There always has been decent money in these events. But any big payouts – nothing like those of today – were kept under the cuff. Known as Calcuttas, each team in an event had the option of putting money into a pool, with the winner taking home the cash – sometimes tucked under his arm in a brown paper bag.
Things are on the up-and-up now. Teams competing in cash prize tournaments are issued Internal Revenue Service identification numbers. Uncle Sam pockets 35 percent to 40 percent of all earnings.
“We stopped doing the brown bag thing back in 1980, and everything is legit … and we’re still in business,” said Jim Motsko, tournament director for the White Marlin Open. “Tournaments have to be completely legitimate operations. We deal with the feds. The IRS gets their money. The state gets theirs.”

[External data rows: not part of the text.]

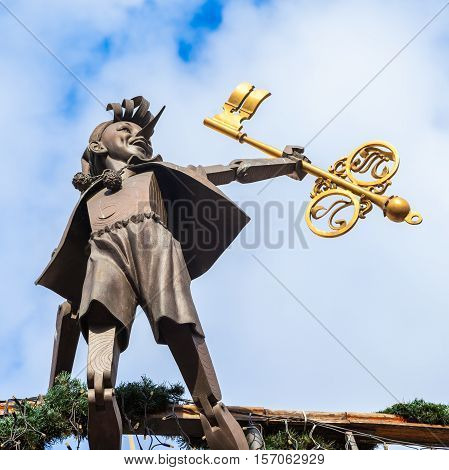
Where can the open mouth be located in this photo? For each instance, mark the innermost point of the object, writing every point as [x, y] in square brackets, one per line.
[142, 143]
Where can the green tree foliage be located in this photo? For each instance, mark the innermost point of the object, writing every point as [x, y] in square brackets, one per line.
[420, 411]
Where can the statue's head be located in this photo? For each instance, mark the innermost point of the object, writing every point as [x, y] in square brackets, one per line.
[126, 138]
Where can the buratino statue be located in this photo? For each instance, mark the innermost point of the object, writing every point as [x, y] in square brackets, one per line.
[142, 229]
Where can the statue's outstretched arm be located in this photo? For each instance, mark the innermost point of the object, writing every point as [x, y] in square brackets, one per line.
[256, 169]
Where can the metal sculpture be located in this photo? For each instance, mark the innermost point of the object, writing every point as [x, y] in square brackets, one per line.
[341, 185]
[142, 229]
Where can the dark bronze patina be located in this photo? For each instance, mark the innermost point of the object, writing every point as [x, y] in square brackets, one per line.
[142, 229]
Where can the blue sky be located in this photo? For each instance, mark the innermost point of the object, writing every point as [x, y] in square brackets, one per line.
[381, 290]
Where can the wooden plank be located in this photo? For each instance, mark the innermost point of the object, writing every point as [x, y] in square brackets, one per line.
[384, 426]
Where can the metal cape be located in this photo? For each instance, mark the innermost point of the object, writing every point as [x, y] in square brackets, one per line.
[200, 217]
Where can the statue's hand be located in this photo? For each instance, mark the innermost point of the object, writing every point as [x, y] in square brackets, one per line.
[296, 153]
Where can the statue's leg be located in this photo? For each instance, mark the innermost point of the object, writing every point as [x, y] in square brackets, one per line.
[66, 340]
[105, 424]
[192, 356]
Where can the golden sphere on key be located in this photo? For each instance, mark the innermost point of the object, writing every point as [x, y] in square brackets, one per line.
[397, 209]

In large billfish tournaments, teams start out by paying a standard entry fee - from several hundred dollars to several thousand. To have a chance of winning more money, teams can enter a rising scale of advanced entry levels, each with a higher price tag.
The highest level of freshwater fishing – the FLW Tour and the Bassmaster Classic – feature one entry fee and cash awards fronted by national sponsors.
For a chance to win the $1.3 million in the White Marlin Open, the Canyon Express team had to pay $10,000. The overall prize grows with the number of teams that enter all levels.
And growing cash prizes mean more entries.
“We’ve had steady growth each year,” Motsko said. “It’s grown in the number of boats and in the added entry levels. We’ve added more entry levels over the years as well.
“And a $1.3 million prize draws a lot of interest.”
The White Marlin Open attracted 376 entries this year, down slightly from last year because of Hurricane Alex. More boats would have meant more money for Team Canyon Express. Milton Sykes of Virginia Beach, fishing on the Victory Lap, came in third place and won $71,000.
The Canyon Express crew knew they had gold Monday, the first day of the tournament.
The action had been slow until 11:30 in the morning, when a white marlin crashed into a bait – a pink squid chain – on the boat’s left side. The action was brief, however, as the fish struck twice and left the bait spread. Minutes later, another white crashed into the bait on the opposite side. Again, the fish didn’t take a bait.
By then Jamison had tossed a split-billed ballyhoo about 15 feet behind the boat. Suddenly, a large white marlin smashed the bait from the side and took off on a run away from the boat.
Jamison waited a few seconds and tightened the drag on his reel.
Nearly 45 minutes later, the 73.5-inch-long white marlin was in the boat.
“It had big shoulders, and we didn’t think of anything other than putting that fish in the boat and heading to the scales,” Jamison said. “We thought it would go about 75 pounds, which is good for this tournament, especially in the first day. When it was 9 pounds bigger at the scales, we freaked out. We all just exploded. Eighty-four pounds. That was the sixth biggest fish in the history of the tournament and the biggest in like 15 years.”
Team Canyon Express didn’t fish Tuesday or Wednesday and returned to the water Thursday. Conditions were rough. The team caught a small white marlin and a 236½-pound mako shark that put the team in first place in the shark division. Another $6,500 wouldn’t hurt.
The shark didn’t hold up; a 300-plus pound hammerhead was weighed in on the final day.